Informal Credit Associations in Lucknow, India

Zardozi embroiderers

We are pleased to announce the release of our most recent working paper, authored by IMTFI researcher Syed Aiman Raza, assistant professor of Anthropology at Shia P.G. College in Lucknow, India. Dr. Raza's research focuses on informal credit associations among Zardozi embroidery workers in Lucknow.
Trapped in a vicious cycle of poverty, the poor are unable to think much about their future. This creates a situation in which the education of the children, health of the household members is often compromised with. Each day of their life is spent struggling to earn a living for the family. They often work for more than 8 hours a day, earning less than two dollar and even sometimes less. These impacts are invisible, but in the truest sense – are irreversible for the dent they make in the future of their families. Their choices are minimal which makes it impossible for them to plan out expenditure and calculate one’s own capacity to save or repay. 
The present study is an ethnographic account of the Shia population attached to Zardozi (embroidery) in Lucknow, who are reeling under intense poverty and suffering as a result of pittance.
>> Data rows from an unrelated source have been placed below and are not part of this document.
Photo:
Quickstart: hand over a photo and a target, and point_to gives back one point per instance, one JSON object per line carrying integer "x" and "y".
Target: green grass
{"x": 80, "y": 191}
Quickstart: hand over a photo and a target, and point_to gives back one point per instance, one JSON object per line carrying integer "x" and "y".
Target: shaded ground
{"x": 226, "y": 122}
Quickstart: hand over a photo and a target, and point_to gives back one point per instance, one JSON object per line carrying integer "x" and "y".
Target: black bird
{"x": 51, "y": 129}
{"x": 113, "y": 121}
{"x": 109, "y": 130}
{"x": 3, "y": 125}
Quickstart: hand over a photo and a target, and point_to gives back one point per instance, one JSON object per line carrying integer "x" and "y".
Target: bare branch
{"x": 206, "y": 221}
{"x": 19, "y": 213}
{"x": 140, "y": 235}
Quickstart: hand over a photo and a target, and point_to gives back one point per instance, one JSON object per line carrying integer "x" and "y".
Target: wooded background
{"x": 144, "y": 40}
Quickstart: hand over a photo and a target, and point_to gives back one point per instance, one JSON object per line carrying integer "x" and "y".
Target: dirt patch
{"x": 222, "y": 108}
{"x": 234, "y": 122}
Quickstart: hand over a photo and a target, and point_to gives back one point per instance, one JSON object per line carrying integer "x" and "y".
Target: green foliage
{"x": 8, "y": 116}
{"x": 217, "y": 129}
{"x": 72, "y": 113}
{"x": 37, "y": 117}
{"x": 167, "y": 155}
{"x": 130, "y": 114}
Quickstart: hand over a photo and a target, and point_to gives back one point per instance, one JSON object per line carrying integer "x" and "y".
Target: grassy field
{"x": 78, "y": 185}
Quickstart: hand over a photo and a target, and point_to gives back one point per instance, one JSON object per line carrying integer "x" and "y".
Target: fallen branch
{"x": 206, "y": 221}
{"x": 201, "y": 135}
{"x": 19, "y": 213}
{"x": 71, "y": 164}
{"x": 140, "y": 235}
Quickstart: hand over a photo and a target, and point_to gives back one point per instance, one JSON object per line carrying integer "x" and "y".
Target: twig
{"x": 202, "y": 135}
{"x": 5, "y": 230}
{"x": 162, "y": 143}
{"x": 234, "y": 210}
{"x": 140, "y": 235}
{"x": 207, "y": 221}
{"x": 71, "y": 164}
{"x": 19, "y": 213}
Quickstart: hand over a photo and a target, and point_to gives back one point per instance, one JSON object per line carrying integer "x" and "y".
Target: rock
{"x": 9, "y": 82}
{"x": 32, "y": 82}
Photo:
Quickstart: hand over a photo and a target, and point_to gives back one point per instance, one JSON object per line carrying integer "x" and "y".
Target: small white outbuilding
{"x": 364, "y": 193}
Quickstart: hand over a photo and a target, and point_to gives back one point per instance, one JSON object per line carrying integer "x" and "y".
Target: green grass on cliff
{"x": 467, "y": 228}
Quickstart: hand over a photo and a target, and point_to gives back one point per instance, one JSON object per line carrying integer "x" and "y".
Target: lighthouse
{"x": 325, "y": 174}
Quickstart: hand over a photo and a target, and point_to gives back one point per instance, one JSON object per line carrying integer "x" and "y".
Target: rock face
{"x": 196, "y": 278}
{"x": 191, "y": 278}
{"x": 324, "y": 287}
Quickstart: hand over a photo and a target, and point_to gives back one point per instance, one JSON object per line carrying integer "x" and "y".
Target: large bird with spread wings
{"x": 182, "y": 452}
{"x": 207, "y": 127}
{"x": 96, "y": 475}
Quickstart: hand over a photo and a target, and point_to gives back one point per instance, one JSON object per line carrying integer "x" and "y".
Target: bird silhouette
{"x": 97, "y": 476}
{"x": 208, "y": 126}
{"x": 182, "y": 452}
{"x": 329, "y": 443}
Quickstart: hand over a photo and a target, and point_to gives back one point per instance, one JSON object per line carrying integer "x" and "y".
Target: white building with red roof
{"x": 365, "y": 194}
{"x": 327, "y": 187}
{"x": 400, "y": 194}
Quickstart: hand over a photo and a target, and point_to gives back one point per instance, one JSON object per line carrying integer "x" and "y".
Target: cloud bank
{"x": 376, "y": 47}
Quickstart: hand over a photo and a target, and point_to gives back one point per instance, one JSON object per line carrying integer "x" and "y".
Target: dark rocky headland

This study contributes to the linking of micro levels of analysis of money management through informal financial network of Rotating Services and Credit Association (ROSCA), popularly known as Beesi, among the poor skilled Zardozi (embroidery) workers in Lucknow. The research facilitates verbatim accounts of embroidery workers about what they want ,what they expect of themselves and how they make their choices that they can make. The study is open to a wide spectrum of readers belonging to developmental studies, economics and microfinance who are interested in understanding real life situations confronted by the poor in third world countries.